Traffic woes at Laniakea have grown with the beach’s sudden rise in popularity in the past decade as it became known by visitors from around the world as "Turtle Beach" — a unique pocket of shore, with natural protections from sharks, to see honu in the wild.
Malama Na Honu, a nonprofit whose volunteers daily look to educate visitors and keep them from harassing or feeding the animals, estimates more than 600,000 people visit the site each year. Most access the beach after parking on a dirt patch, some 200 yards long, on the other side of Kamehameha Highway.
People cross the road on foot and pull out their cars at random.
"There’s no central crosswalk," said Dennis Pang, a surfboard shaper in Pupukea. "The tourists are like walking across Main Street Disneyland. They don’t give a rip."
As for the drivers, "everyone gets stuck" making sure they don’t hit pedestrians, Pang said.
Philips and other North Shore residents question why state transportation officials haven’t done more to solve the problem.The state has allocated several million dollars to study the issue since 2007, officials say, but it hasn’t yet decided on even a short-term fix.
"Everybody’s life is being altered and there’s been no action by the DOT," said Gil Riviere, Fale’s Republican predecessor in the House, who represented the North Shore from 2010 to 2012.

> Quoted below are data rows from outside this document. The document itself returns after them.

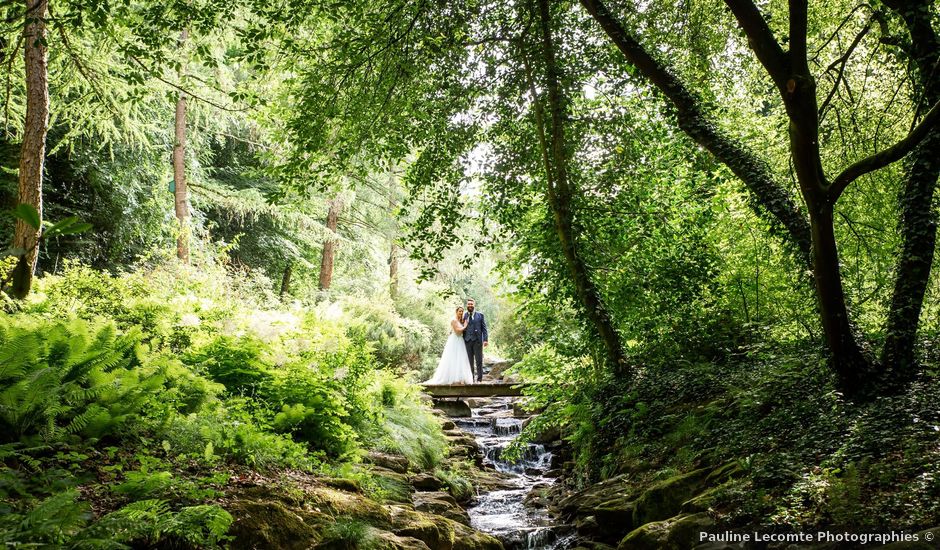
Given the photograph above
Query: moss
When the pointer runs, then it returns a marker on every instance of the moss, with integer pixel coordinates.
(676, 533)
(270, 524)
(664, 499)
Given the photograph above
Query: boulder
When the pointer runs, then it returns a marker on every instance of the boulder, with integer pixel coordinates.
(664, 499)
(440, 533)
(269, 524)
(426, 482)
(441, 504)
(456, 408)
(676, 533)
(497, 368)
(395, 463)
(383, 540)
(342, 483)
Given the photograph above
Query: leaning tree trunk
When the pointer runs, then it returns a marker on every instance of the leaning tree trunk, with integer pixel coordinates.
(918, 225)
(33, 148)
(285, 279)
(181, 193)
(556, 153)
(394, 249)
(329, 245)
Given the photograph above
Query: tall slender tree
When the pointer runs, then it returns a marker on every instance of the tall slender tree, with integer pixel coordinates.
(329, 244)
(556, 152)
(180, 189)
(33, 147)
(918, 224)
(789, 70)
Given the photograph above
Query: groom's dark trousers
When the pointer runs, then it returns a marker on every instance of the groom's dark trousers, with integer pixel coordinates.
(474, 336)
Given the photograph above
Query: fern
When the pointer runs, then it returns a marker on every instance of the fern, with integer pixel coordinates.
(68, 379)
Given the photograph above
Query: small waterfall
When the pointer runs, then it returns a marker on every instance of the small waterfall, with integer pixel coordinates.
(502, 513)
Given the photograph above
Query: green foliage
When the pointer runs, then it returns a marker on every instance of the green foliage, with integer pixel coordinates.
(233, 362)
(61, 521)
(408, 427)
(69, 379)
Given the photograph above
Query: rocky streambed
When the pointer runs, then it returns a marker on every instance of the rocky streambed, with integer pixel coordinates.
(509, 513)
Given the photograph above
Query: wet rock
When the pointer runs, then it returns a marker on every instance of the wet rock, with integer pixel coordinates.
(384, 540)
(498, 368)
(270, 524)
(395, 463)
(342, 483)
(665, 498)
(676, 533)
(440, 533)
(585, 501)
(442, 504)
(550, 434)
(453, 408)
(426, 482)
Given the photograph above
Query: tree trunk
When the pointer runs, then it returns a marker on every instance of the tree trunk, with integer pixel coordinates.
(394, 249)
(771, 200)
(850, 364)
(329, 245)
(918, 225)
(393, 270)
(181, 194)
(853, 368)
(556, 155)
(285, 279)
(33, 148)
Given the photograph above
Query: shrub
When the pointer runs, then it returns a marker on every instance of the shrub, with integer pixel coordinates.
(79, 378)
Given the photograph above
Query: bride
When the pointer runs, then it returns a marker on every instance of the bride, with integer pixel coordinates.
(454, 366)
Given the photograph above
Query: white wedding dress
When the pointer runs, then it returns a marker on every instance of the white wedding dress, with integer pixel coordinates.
(454, 366)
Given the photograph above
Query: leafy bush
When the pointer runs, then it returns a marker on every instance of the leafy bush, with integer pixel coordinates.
(69, 379)
(408, 427)
(61, 521)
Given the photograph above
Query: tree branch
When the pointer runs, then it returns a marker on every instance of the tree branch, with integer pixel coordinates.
(762, 41)
(775, 203)
(883, 158)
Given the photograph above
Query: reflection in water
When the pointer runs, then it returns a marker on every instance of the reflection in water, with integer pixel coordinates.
(502, 513)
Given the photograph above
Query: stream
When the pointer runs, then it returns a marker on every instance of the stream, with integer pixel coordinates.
(502, 513)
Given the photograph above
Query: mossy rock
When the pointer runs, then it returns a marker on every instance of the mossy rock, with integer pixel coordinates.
(389, 541)
(441, 504)
(270, 524)
(676, 533)
(665, 498)
(583, 503)
(440, 533)
(435, 531)
(343, 504)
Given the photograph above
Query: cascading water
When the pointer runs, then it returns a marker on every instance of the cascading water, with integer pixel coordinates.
(503, 513)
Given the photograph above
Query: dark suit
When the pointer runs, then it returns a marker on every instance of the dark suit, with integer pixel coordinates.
(474, 336)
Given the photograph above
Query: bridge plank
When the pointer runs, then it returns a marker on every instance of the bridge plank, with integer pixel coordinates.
(474, 390)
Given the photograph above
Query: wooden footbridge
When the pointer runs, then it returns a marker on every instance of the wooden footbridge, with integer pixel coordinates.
(485, 389)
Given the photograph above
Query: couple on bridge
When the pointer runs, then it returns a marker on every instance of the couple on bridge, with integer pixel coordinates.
(464, 347)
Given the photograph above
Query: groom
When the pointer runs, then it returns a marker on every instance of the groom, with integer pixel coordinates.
(475, 337)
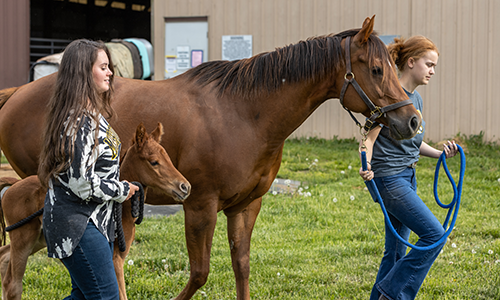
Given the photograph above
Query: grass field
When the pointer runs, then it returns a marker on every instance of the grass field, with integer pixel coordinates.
(324, 242)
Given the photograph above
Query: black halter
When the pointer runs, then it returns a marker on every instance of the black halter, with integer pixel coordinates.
(375, 111)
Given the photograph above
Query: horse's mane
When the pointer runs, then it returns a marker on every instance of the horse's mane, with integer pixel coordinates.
(308, 60)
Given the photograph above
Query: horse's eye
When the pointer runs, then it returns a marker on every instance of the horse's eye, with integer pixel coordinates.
(377, 71)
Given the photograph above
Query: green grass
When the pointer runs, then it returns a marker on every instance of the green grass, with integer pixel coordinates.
(324, 246)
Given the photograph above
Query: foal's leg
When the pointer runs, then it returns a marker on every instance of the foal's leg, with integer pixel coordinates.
(118, 256)
(4, 259)
(25, 241)
(239, 231)
(200, 220)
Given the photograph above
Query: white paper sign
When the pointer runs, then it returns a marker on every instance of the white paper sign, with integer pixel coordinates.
(236, 47)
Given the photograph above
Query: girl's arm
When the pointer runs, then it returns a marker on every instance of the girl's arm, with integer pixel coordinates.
(370, 141)
(82, 178)
(450, 149)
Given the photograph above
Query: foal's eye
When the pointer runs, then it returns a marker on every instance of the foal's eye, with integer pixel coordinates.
(377, 71)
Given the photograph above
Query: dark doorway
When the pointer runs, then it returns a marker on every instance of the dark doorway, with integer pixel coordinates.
(67, 20)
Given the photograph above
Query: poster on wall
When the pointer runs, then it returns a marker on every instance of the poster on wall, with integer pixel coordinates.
(170, 64)
(183, 57)
(236, 47)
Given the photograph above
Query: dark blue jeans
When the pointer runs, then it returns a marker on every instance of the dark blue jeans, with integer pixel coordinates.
(400, 275)
(91, 268)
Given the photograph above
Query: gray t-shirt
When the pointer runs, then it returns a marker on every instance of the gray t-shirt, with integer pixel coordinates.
(391, 156)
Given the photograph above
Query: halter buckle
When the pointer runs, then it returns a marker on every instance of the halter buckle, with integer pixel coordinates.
(376, 111)
(349, 74)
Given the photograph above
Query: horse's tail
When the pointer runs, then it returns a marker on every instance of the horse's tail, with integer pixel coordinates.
(5, 94)
(5, 183)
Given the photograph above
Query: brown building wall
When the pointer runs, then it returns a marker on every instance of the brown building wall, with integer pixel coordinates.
(15, 42)
(459, 99)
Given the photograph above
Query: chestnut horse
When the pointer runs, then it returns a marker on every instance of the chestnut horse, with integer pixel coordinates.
(146, 162)
(227, 123)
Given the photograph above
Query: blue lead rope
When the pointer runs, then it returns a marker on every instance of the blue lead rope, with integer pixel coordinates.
(452, 207)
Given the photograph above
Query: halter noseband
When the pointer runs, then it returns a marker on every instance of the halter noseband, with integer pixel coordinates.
(375, 111)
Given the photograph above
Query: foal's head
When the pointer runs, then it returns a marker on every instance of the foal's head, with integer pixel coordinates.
(147, 162)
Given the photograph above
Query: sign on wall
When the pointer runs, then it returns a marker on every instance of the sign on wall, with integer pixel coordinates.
(236, 47)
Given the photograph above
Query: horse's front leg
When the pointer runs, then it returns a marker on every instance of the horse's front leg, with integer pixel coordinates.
(239, 232)
(200, 220)
(118, 256)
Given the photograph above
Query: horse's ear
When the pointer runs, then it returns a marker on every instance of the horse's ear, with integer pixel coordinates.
(365, 32)
(158, 132)
(140, 136)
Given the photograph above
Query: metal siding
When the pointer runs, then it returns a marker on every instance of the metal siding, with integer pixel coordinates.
(14, 48)
(459, 98)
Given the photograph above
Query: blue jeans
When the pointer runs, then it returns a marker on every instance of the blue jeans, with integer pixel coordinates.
(400, 275)
(91, 267)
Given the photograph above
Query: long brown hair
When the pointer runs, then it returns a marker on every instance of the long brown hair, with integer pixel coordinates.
(75, 95)
(416, 46)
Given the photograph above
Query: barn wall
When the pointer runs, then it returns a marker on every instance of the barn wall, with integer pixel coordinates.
(15, 42)
(459, 99)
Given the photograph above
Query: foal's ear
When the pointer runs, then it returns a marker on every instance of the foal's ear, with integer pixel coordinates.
(140, 136)
(365, 32)
(157, 133)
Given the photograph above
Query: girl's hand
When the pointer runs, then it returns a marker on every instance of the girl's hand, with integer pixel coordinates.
(132, 189)
(366, 175)
(450, 149)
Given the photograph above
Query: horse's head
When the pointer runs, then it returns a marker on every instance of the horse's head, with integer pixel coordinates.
(148, 163)
(379, 95)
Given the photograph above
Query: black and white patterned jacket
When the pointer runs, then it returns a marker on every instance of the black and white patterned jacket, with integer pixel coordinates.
(85, 191)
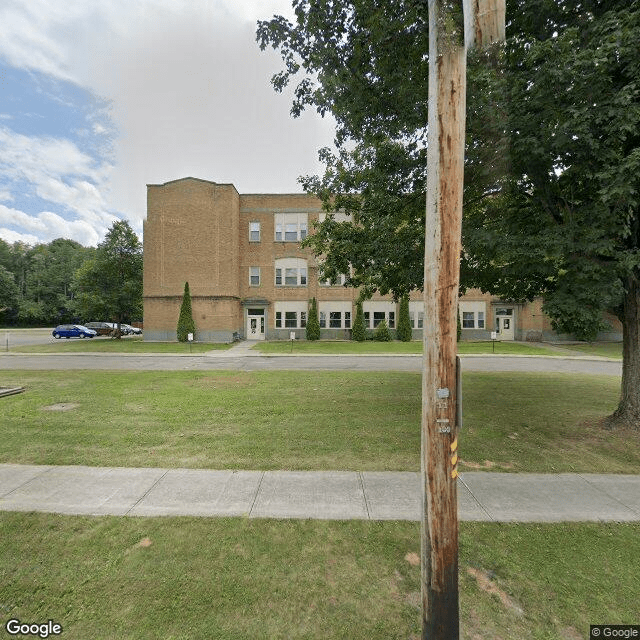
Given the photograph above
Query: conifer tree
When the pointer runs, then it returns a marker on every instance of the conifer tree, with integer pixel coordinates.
(382, 332)
(185, 321)
(404, 321)
(359, 331)
(313, 324)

In 2007, the Legislature approved $1.2 million to address traffic alternatives at Laniakea, according to Riviere. "For two years it kind of languished and nothing was done," so the funding eventually was taken off the table, he said.
Then, in 2009, another $1.7 million was approved to look at the problem, Riviere said.With those funds, the DOT announced in May 2011 the launch of an 18-month process to study the best way forward, including a task force that would meet eight times during that period.

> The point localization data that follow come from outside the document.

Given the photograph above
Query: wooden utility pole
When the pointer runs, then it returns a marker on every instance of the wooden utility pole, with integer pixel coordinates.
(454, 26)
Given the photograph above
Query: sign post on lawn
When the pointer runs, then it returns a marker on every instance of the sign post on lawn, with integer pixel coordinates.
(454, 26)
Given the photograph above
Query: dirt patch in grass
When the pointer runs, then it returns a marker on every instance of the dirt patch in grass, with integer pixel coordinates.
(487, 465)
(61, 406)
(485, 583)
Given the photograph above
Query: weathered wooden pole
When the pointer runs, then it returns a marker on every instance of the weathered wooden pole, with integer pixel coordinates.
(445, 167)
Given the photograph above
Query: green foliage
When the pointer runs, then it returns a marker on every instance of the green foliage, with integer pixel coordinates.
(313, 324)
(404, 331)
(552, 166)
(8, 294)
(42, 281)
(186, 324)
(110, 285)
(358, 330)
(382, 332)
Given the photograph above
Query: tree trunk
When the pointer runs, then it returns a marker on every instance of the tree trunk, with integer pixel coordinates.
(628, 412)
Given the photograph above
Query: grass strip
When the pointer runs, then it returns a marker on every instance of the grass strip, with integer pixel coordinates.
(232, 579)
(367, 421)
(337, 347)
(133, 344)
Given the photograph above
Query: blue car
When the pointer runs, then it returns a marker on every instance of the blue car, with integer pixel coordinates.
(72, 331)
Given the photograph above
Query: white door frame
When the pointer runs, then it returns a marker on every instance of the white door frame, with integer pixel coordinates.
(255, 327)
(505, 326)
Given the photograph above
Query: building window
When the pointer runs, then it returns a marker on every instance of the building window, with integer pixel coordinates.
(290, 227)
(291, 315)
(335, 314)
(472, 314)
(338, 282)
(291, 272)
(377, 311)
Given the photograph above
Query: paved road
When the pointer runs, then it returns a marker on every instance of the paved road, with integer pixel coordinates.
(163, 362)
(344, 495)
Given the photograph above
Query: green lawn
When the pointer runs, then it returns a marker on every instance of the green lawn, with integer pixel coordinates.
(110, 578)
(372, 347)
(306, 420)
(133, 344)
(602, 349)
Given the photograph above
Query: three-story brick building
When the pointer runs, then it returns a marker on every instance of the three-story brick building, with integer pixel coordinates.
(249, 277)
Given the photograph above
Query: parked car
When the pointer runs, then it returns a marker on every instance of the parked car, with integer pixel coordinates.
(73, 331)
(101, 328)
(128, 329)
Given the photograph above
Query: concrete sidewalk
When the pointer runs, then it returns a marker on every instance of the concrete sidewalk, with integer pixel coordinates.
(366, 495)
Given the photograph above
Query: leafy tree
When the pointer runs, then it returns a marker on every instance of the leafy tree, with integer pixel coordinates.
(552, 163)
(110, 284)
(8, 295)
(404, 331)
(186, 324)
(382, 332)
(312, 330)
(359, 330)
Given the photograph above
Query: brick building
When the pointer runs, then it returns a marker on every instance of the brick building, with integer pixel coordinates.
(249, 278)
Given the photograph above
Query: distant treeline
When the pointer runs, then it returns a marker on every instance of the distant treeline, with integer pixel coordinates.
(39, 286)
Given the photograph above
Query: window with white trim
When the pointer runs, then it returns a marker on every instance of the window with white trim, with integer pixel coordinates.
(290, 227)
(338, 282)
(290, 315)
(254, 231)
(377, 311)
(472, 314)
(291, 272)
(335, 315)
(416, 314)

The state found it hard to find members for the group, so the first meeting didn’t take place until January 2012, he added.

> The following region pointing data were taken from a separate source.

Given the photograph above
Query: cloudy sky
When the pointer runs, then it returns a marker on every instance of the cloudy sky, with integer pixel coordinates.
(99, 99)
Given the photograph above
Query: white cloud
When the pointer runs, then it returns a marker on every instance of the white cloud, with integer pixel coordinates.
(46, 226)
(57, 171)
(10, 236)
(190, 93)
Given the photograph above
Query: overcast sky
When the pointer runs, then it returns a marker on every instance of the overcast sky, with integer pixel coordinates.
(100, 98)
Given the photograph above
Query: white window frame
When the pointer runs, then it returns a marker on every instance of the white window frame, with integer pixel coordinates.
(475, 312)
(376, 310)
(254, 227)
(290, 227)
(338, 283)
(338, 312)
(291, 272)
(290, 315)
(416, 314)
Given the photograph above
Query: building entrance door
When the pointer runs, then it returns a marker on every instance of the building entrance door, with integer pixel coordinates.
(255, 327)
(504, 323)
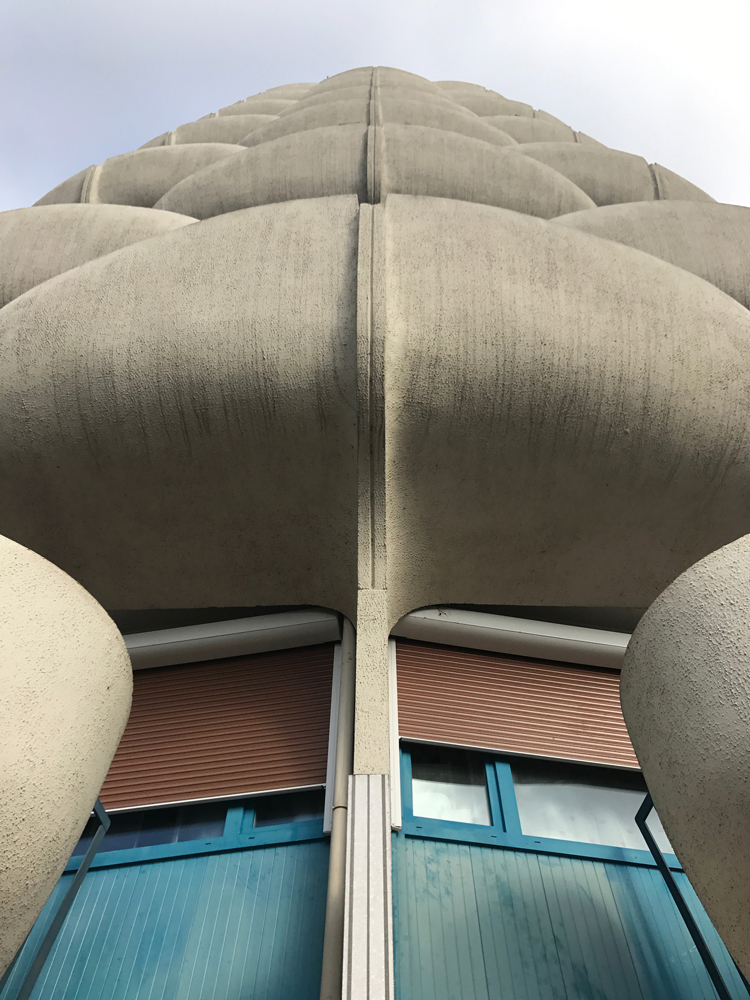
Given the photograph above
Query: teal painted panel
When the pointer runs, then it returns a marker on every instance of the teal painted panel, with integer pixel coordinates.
(247, 924)
(478, 923)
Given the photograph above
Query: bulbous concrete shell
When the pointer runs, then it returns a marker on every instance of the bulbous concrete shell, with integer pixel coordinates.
(66, 683)
(38, 243)
(686, 698)
(371, 163)
(712, 241)
(229, 129)
(404, 360)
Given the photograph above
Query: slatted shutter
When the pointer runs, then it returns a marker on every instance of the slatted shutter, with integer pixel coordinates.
(227, 727)
(497, 702)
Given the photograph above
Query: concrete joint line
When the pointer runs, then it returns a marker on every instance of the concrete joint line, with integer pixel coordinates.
(90, 189)
(655, 181)
(370, 391)
(368, 963)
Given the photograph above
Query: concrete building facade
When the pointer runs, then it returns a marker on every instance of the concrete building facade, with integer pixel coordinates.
(375, 346)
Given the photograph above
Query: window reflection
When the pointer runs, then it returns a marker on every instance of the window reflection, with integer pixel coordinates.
(148, 827)
(450, 785)
(591, 805)
(294, 807)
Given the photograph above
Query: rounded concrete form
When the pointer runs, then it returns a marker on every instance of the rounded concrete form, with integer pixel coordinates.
(366, 92)
(222, 354)
(66, 685)
(228, 356)
(142, 177)
(314, 164)
(260, 105)
(372, 380)
(70, 190)
(711, 240)
(381, 111)
(608, 176)
(585, 368)
(532, 129)
(371, 163)
(289, 91)
(38, 243)
(685, 695)
(670, 185)
(383, 75)
(490, 103)
(229, 129)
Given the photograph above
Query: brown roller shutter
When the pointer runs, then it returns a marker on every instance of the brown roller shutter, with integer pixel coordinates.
(228, 727)
(500, 702)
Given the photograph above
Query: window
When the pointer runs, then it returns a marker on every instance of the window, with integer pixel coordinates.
(203, 821)
(449, 784)
(594, 805)
(525, 803)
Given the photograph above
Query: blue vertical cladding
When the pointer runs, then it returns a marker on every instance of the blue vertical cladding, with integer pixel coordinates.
(478, 923)
(233, 926)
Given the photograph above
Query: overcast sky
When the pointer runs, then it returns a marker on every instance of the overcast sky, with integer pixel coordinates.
(81, 80)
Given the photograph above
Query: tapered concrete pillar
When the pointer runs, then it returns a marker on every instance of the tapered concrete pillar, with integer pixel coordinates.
(66, 684)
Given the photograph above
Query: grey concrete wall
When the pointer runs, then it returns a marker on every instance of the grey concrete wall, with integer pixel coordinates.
(686, 699)
(38, 243)
(66, 683)
(710, 240)
(375, 377)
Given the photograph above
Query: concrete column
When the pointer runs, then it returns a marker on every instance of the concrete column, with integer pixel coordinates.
(368, 929)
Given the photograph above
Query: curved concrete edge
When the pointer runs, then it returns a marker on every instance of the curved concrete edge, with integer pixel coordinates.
(686, 700)
(708, 239)
(66, 681)
(39, 243)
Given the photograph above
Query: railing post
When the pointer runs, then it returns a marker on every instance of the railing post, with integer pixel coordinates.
(700, 943)
(62, 911)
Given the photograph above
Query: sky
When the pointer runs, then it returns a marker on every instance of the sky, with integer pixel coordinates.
(82, 80)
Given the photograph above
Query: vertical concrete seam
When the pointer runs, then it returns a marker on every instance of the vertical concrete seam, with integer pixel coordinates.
(655, 181)
(364, 407)
(378, 289)
(90, 189)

At that meeting, said Riviere, a task force member, he and his colleagues were given a homework assignment by state consultants: take photos around the North Shore and bring them back to the next meeting with written thoughts on what makes the area unique.
Riviere said he and his colleagues were stunned by the request and asked the DOT and the consultants if they could speed up the process, but were ignored. The task force next met in April 2012.
"They’ve not had a meeting since," Riviere said. It’s the DOT’s call to schedule the meetings and it’s not clear when the next one will take place, he added.
DOT officials say they’d like to meet first with the task force before finalizing the plan to block off parking at Laniakea, Sluyter said.She wasn’t sure when that meeting would take place.
A plan to move the highway slightly mauka at Laniakea could come up under DOT’s efforts to address highway erosion there, Sluyter said.The move wouldn’t be to address the traffic directly, although such a realignment might help with that issue, too, she added.
"Realignment projects are big," Sluyter said. "They’re expensive."
She added, "there’s not an easy, quick fix" to the traffic woes. "The community needs to come to some sort of consensus before we move forward."
Doug Cole, executive director of the North Shore Community Land Trust, called closing off all access to the beach "shortsighted." There have to be better solutions to the traffic, he said.
"It’s good that people are getting out there and enjoying a beautiful place," Cole saidThursday.
By closing off the parking strip, "you’re not just stopping visitors from accessing the beach, you’re stopping residents of this island," he said. "I don’t think that’s right."
Fale said he hopes transportation officials can still come up with a better plan.
"We’re glad the tourists are here," he said. "It’s a huge source of income for the state … but we need to make sure it doesn’t become an unbearable burden on the community that they’re visiting. I believe this is a challenge that can be easily overcome."